If you thought the Donmar Warehouse was one of the few theatres where you could absolutely guarantee that you wouldn’t encounter audience participation, you’d be wrong.
There’s a fair sprinkling of it in Simon Evans’ staging of Brecht’s satirical allegory. Designer Peter McKintosh has turned the space into a speakeasy with wooden chairs and tables, and a staircase leading up to the gallery. Sit at the front and there’s a chance you might be asked to carry the can (quite literally) for the characters.
In The Resistible Rise of Arturo Ui, written swiftly in 1941, Brecht uses the ascent of a Chicago racketeer as a metaphor for the rise of fascism. It’s abundantly clear who Bruce ‘Clybourne Park’ Norris has set his sights on in his new adaptation. He’s not exactly subtle about it – there are great clunking references to the building of walls and making America great again.
Lenny Henry’s performance is a model of restraint in comparison. His performance is very physical – the man knows how to fill a stage – but he’s never cartoonish. In the beginning he’s all Cagney swagger and fidgety fingers. He does a lot of acting with his shoulders, but he handles Ui’s transformation into something more sinister and formidable with skill.
The scene where Tom Edden’s acorn-fed ham of an actor teaches him how to sit, how to stand, how to present himself as a leader of men, is a highlight. This is precisely because Henry lets Edden chow down on the scenery while he stands back in his sock-suspenders and watches. The moment when Ui first raises his arm in a quasi-Nazi salute is chilling.
The ensemble work is also strong. Michael Pennington brings emotional complexity to the corrupt Dogsborough, Edden is great manic value, doubling as a narrator and newspaperman. Lucy Ellinson is unnervingly impish as Emanuele Giri, Brecht’s Hermann Goring-stand-in, and Gloria Obiyano – who was for my money, the best thing in the recent revival of musical The Wild Party – impresses in a number of smaller roles.
Evans, who directed three of the four productions at cocktail bar-cum-pop-up theatre Found111, also has previous with site-specific specialist Secret Cinema – Millers Crossing, the Coen brothers’ gangster classic, was one of his – and he deploys some of the exact same tricks here. There’s a lot of slick business with hats. There’s even a bit when someone sings Danny Boy.

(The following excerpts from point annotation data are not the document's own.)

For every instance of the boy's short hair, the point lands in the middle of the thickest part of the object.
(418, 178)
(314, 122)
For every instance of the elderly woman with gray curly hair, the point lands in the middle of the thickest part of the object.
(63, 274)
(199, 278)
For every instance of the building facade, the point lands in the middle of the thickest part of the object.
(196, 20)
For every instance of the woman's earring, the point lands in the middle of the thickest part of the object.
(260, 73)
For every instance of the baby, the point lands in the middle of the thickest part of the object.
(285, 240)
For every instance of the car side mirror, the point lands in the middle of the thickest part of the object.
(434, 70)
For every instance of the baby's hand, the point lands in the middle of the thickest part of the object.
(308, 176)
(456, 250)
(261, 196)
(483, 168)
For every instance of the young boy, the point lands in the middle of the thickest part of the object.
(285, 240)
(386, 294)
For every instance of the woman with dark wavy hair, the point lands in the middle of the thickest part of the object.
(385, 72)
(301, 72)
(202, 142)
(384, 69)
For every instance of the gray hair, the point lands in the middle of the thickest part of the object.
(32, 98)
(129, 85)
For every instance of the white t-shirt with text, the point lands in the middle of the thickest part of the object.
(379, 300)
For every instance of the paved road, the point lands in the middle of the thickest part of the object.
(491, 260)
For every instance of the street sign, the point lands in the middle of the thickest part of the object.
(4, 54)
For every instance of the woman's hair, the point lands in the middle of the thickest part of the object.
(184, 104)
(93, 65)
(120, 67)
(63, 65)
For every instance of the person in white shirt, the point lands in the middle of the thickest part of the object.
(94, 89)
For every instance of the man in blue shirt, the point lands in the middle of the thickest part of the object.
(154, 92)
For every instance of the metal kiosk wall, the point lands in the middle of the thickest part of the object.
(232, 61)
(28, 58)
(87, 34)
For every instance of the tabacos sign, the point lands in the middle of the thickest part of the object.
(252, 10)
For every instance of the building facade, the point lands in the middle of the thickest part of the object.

This is a superficially entertaining production. It’s stuffed full of music, everything from Nina Simone to Radiohead, Henry’s presence anchors and enriches it, but it’s also heavy-handed in the way it insists on the play’s contemporary parallels.
For all its snazzy speakeasy trappings and its little jokes about corporate sponsorship, its sense of irony is underdeveloped. It seems primarily concerned with showing its audience a good time. It’s diet Brecht.